Why is it that we don’t talk about our right to know the truth? In the endless wars and conflicts we humans have experienced in the short span of time that we’ve spent on earth, the only thing that survives eventually is the truth and yet we are reluctant to seek it,” says filmmaker Vivek Agnihotri, who was in Chandigarh on the invitation of the group Once in 30 Days to deliver a talk on free speech in independent India
Initiating new dialogues and encouraging meaningful and thought-provoking conversations is one of the aims of the group that largely works for the empowerment of working women and men. Once a month the members meet to share stories of strength. Artists and storytellers are also invited to share their experiences.
During his discussion with the members, Agnihotri also introduced them to his film The Kashmir Files, that tells the story of Kashmiri Pandits.

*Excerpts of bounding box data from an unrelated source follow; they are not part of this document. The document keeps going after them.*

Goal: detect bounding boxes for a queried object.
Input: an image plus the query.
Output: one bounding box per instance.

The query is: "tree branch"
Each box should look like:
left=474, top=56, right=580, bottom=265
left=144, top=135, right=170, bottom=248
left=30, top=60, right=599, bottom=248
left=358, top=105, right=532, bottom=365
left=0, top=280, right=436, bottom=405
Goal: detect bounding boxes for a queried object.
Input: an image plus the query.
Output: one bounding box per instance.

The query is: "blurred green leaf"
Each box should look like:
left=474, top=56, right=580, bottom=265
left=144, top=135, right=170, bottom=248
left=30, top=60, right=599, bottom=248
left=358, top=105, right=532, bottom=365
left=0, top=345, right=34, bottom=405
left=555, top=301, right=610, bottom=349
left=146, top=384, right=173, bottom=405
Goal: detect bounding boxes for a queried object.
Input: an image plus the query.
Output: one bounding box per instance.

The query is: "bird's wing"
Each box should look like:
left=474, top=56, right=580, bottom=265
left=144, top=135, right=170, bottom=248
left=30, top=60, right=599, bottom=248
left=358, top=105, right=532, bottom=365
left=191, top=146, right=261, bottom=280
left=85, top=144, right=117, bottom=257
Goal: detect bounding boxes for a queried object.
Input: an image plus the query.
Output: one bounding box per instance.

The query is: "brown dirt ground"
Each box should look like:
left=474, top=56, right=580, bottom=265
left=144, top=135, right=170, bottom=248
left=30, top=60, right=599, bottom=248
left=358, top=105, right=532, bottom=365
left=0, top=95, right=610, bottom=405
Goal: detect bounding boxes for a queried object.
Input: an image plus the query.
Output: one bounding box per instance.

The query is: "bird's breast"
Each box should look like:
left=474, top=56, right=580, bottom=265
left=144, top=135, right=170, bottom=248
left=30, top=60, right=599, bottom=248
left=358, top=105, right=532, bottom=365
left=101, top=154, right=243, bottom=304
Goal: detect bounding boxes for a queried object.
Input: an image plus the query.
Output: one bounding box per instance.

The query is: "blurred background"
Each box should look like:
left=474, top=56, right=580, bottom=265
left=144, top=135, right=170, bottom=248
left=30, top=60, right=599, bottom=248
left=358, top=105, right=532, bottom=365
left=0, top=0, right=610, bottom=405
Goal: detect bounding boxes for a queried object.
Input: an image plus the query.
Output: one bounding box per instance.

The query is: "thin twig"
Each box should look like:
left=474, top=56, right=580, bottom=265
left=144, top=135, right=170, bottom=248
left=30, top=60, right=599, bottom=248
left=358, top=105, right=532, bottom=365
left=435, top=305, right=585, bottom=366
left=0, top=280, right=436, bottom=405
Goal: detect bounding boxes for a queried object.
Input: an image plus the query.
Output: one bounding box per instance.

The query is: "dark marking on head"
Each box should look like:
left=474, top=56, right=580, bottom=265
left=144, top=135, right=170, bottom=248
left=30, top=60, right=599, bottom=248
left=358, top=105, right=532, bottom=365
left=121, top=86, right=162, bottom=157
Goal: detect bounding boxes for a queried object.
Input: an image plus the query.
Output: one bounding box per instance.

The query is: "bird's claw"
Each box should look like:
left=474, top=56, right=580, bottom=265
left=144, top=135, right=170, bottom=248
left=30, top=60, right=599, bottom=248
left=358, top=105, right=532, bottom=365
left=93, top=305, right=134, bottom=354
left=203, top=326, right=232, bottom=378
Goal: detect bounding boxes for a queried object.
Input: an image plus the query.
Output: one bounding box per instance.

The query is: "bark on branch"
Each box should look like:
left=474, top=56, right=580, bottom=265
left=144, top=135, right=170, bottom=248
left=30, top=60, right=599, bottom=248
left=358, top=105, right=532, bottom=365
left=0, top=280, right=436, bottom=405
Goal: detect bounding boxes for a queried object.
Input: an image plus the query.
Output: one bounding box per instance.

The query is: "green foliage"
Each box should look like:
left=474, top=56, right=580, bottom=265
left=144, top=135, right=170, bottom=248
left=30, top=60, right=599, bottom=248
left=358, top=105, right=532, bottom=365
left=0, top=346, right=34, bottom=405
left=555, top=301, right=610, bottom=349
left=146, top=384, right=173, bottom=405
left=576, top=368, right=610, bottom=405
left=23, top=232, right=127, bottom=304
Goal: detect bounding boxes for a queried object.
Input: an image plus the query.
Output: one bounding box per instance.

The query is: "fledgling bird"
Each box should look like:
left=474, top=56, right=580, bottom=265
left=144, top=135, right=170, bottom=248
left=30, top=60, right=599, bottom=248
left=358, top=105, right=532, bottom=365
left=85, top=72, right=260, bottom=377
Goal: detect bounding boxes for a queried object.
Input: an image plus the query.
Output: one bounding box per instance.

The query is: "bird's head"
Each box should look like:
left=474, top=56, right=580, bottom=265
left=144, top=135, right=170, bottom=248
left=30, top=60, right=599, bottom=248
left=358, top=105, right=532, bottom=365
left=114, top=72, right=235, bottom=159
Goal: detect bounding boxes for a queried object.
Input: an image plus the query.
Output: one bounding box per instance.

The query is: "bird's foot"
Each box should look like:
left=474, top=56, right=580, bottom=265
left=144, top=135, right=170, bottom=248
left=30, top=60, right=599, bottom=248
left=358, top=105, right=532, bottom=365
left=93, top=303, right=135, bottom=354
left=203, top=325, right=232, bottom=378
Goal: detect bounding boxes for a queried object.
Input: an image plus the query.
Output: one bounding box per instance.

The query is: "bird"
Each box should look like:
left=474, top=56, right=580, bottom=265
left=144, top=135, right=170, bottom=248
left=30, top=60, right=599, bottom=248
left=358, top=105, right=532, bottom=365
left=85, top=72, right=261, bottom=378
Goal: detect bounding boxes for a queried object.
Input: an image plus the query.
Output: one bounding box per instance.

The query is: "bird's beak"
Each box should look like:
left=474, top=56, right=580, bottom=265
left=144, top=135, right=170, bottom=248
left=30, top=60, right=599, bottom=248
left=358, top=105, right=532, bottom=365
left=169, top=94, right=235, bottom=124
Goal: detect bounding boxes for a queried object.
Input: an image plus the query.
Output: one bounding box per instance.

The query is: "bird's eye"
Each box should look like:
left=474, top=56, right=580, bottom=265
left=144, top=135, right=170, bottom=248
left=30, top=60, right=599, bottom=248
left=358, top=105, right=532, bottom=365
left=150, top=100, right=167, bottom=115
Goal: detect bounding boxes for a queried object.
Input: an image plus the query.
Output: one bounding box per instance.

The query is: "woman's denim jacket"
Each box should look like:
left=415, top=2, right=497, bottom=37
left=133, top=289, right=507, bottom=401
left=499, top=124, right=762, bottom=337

The success of Tashkent Files — based on the mysterious death of Prime Minister Lal Bahadur Shastri — says Agnihotri, encouraged him to explore yet another untouched and politically sensitive subject of the mass exodus of Kashmiri Pandits from the Valley. It was while shooting for a film in Kashmir some years back that he learnt that art, theatre and cinema are now almost non-existent in Kashmir, which was once a reputed centre of learning. He also realised that people in the Valley face extreme hardships because of violence and fear. “There is a need for an alternative narrative which looks at the many dimensions of the exodus. More than 3.5 lakh people were displaced, so many were killed, yet many of us are oblivious to this dark chapter of our history. Why justify
violence and terrorism? These are critical stories that need to be shared without any religious or political baggage. We all have a right to truth, liberty and justice,” says Agnihotri.
He has formed a tribunal for the film. As many as 1,000 testimonies of first-generation Kashmiri Pandits settled across the country and abroad are being recorded for Agnihotri to pen his script. “We will be choosing insights that are not in the public domain. I also love the idea of a documentary on the subject,” says Agnihotri, who has also been referencing books, writings and reports for the last one year.